Freundlich und leidenschaftslos
Shakespeare und Beckett waren die Schwerpunkte bei den Ruhrfestspielen in Recklinghausen, die am Sonntag zu Ende gehen. Es war das zweite Jahr des Intendanten Frank Hoffmann, der höchstens ein mittelmäßiger Regisseur und ein großartiger Kulturmanager ist. Einen wie ihn braucht man, um einen leck geschlagenen Festivaldampfer wieder flott zu kriegen. Aber für die Zukunft benötigen die Ruhrfestspiele mutigere, ästhetisch anspruchsvollere Ideen.
Alle sind nett bei den Ruhrfestspielen. Die Platzanweiser, die Getränkeverkäufer, die Kassendamen. Sie lächeln, sind aufmerksam, verbreiten eine gute Stimmung. In den sechs Wochen Festival war immer was los, im großen Haus, im kleinen Haus, im Theaterzelt, im Zirkuszelt, in den Cafés. Wenn zudem das Wetter mitspielt, ist das Ruhrfestspielhaus ein herrlicher Ort, um sich zu entspannen.
Jeder Kulturveranstalter weiß, dass ein angenehmes Umfeld den Kartenverkauf steigert. Darüber hinaus gibt es nur noch zwei Dinge, um mit Sicherheit Publikum anzuziehen: bekannte Stars und bekannte Stücke. Auch davon gab es in Recklinghausen reichlich. Manchmal enttäuschten die Promis ein bisschen wie Kevin Spacey mit seiner Londoner Shakespeare-Deklamationstruppe.
Gelegentlich waren sie ein Totalausfall wie Désirée Nosbusch als blasse Widerspenstige, die schon von vornherein ganz zahm wirkte. Die Regiestars erfüllten meistens einfach die Erwartungen. Was gab´s von Robert Wilson? Klar, statisches, schönes, irgendwie hohles Bildertheater. Und von Peter Zadek? Altmeisterliches Handwerk, britischen Problemboulevard. Die Liste ließe sich fortsetzen. Nirgendwo lauerte eine Überraschung, denn fast alle Aufführungen waren schon woanders gelaufen. So minimiert Frank Hoffmann das Risiko, aber dass die Ruhrfestspiele kaum noch selbst produzieren sondern höchstens koproduzieren, ist ein Problem. Ein künstlerisch lebendiges Festival sind sie nicht.
Frischen Wind versprach sich die Leitung von der letzten großen Premiere dieses Jahres, "Romeo und Julia" aus Island. Schauspieler und Akrobaten haben dort vor fünf Jahren das "Vesturport Team" gegründet, um eine neue Mischform von Theater, Zirkus und Varieté zu entwickeln. In London wurde "R and J", wie das Stück auf dem Titelblatt des Programmheftes abgekürzt wird, von Kritik und Publikum umjubelt.
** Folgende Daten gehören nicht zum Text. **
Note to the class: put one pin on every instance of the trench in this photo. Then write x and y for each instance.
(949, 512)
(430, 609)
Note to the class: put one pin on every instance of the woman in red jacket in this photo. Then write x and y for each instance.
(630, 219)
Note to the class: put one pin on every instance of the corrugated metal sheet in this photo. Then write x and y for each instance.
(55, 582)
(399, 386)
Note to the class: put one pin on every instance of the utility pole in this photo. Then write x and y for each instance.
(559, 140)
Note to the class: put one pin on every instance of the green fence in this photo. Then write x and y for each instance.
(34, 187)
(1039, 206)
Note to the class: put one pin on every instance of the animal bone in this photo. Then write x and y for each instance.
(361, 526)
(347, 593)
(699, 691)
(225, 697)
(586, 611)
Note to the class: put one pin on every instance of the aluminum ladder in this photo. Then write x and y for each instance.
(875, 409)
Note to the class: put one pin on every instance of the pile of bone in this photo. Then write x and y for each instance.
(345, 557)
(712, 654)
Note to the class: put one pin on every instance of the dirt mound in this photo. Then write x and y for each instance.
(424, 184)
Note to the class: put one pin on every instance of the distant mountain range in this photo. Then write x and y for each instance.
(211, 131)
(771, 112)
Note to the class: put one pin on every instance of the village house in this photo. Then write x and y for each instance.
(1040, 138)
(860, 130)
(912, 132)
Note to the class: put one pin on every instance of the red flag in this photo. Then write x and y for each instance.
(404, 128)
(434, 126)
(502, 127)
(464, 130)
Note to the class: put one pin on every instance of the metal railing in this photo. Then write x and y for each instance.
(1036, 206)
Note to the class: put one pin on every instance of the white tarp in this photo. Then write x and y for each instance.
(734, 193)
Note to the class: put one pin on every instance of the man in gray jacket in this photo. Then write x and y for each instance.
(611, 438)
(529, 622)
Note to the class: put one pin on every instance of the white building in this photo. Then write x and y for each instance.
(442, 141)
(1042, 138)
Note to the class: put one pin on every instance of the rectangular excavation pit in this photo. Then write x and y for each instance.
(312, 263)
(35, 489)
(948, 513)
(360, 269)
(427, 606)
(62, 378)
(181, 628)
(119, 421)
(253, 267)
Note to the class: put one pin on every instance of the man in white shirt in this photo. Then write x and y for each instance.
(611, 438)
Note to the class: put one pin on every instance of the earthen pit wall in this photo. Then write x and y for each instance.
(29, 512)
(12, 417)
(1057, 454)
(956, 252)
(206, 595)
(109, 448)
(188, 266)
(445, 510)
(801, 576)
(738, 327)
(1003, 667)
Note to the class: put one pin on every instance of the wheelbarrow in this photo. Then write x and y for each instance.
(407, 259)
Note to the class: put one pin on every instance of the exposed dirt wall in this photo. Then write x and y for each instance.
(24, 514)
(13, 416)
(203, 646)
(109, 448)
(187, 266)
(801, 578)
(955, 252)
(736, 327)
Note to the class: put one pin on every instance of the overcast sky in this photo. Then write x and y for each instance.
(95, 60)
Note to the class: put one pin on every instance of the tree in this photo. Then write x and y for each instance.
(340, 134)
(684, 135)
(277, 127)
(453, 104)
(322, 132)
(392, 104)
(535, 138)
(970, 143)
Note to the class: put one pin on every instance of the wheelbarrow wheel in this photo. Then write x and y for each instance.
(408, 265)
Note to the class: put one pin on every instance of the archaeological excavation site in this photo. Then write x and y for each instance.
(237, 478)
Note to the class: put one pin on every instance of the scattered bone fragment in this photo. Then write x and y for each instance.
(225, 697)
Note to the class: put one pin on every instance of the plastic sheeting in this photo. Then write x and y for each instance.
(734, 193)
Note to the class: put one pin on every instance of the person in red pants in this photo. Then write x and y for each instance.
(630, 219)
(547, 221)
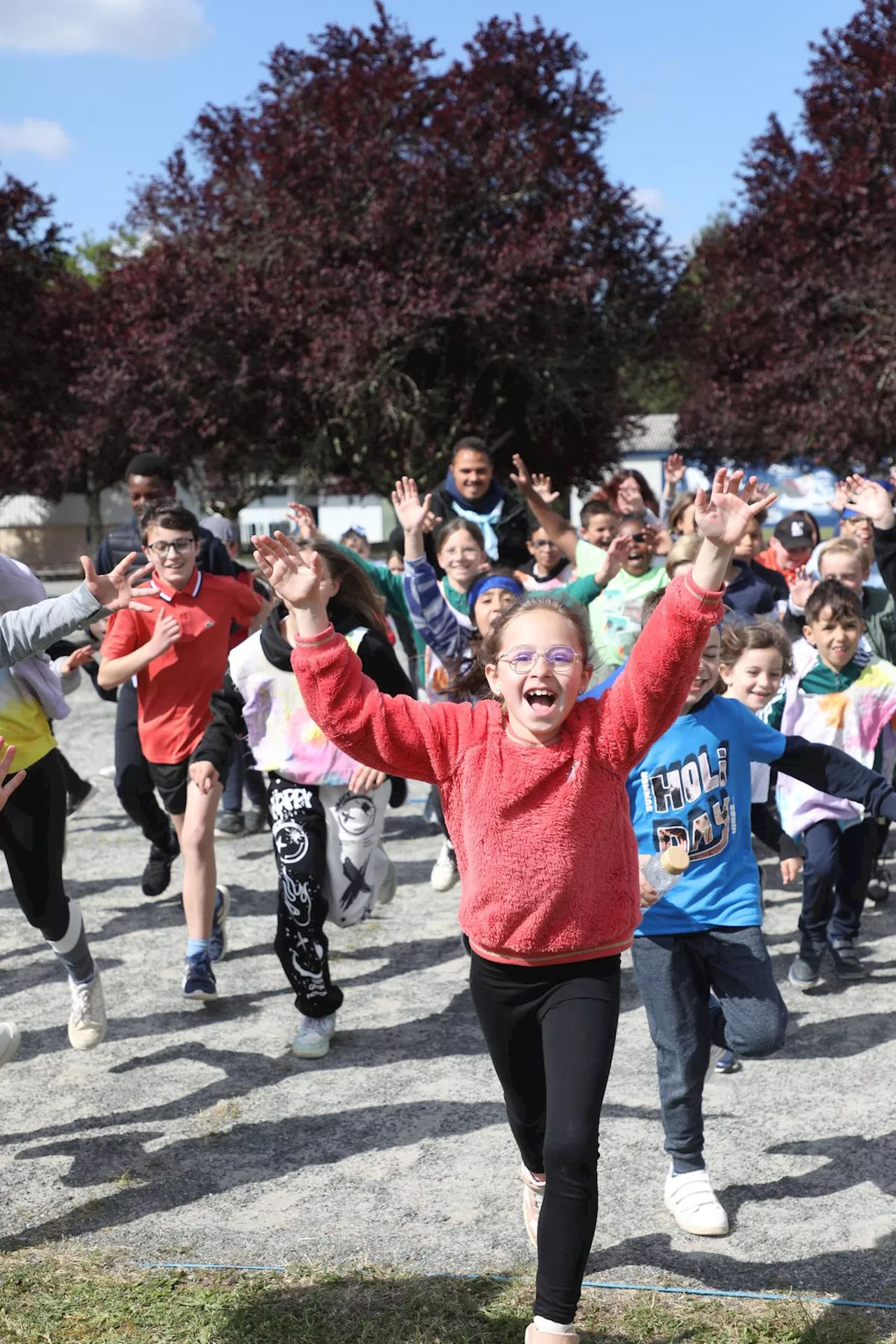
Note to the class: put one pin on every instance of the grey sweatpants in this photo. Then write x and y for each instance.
(676, 974)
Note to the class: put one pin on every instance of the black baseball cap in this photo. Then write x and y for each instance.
(796, 533)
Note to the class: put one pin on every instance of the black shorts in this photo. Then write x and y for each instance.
(171, 784)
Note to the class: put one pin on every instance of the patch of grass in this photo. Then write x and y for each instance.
(220, 1116)
(99, 1300)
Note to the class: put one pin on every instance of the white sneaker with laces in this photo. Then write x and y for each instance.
(314, 1037)
(10, 1041)
(532, 1198)
(445, 874)
(691, 1200)
(88, 1021)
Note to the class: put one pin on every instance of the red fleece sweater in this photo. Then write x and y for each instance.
(547, 855)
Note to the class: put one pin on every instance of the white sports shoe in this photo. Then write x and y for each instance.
(314, 1037)
(88, 1021)
(445, 869)
(691, 1200)
(532, 1196)
(10, 1040)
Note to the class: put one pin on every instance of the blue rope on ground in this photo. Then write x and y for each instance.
(587, 1282)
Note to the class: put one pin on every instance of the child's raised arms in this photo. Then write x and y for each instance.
(298, 581)
(412, 514)
(722, 519)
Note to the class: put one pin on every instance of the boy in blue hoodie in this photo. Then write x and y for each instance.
(699, 956)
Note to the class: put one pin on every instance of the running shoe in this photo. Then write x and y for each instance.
(445, 874)
(88, 1021)
(692, 1202)
(230, 824)
(158, 872)
(846, 958)
(10, 1041)
(218, 941)
(805, 972)
(199, 979)
(314, 1038)
(535, 1336)
(80, 794)
(532, 1196)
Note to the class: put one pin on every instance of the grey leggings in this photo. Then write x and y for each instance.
(676, 974)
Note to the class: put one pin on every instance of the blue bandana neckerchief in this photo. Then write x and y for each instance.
(485, 512)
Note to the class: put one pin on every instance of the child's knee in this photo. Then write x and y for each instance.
(763, 1035)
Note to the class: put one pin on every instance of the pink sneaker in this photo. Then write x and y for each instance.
(535, 1336)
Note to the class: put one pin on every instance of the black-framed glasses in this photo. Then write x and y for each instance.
(181, 546)
(559, 657)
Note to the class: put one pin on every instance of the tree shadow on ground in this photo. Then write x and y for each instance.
(216, 1161)
(853, 1273)
(410, 828)
(441, 1310)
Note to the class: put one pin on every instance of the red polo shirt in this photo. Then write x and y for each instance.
(175, 690)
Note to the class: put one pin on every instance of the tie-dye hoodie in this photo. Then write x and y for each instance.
(846, 710)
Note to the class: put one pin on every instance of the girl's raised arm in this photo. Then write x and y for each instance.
(393, 733)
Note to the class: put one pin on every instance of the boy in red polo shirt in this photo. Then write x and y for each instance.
(178, 652)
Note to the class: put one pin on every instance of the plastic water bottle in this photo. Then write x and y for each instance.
(664, 870)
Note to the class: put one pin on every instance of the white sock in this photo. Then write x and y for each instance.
(552, 1328)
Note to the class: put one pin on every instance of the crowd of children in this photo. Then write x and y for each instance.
(598, 710)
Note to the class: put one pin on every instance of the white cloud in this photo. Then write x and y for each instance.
(33, 136)
(125, 27)
(649, 200)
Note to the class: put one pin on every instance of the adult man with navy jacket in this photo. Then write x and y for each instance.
(149, 479)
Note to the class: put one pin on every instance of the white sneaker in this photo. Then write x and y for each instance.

Aber die Deutschlandpremiere war ein Fiasko. Die isländischen Akteure haben sich bemüht, eine deutsche Fassung zu erstellen. Das ist ihnen misslungen. Erst schmierte sich eine Art Zirkusdirektor mit albernen Scherzen an die Zuschauer heran, dann gab es nur noch kurze, staksige Einwürfe auf Deutsch und den Rest dann doch auf Englisch.
Musicaleinlagen und Clownsnummern können Bereicherungen für eine lebendige Shakespeare-Aufführung sein. Doch Regisseur und Romeodarsteller Gisli Örn Gardarsson verrät wichtige, tragische Szenen an den Klamauk. So baut sich keine Sympathie für das Liebespaar auf, es bleiben einige schöne Bilder an Trapezen und Tüchern. Am Ende hängen fünf Männer mit nacktem Oberkörper kopfüber von der Decke, darunter Romeo, und Julia liegt am Boden.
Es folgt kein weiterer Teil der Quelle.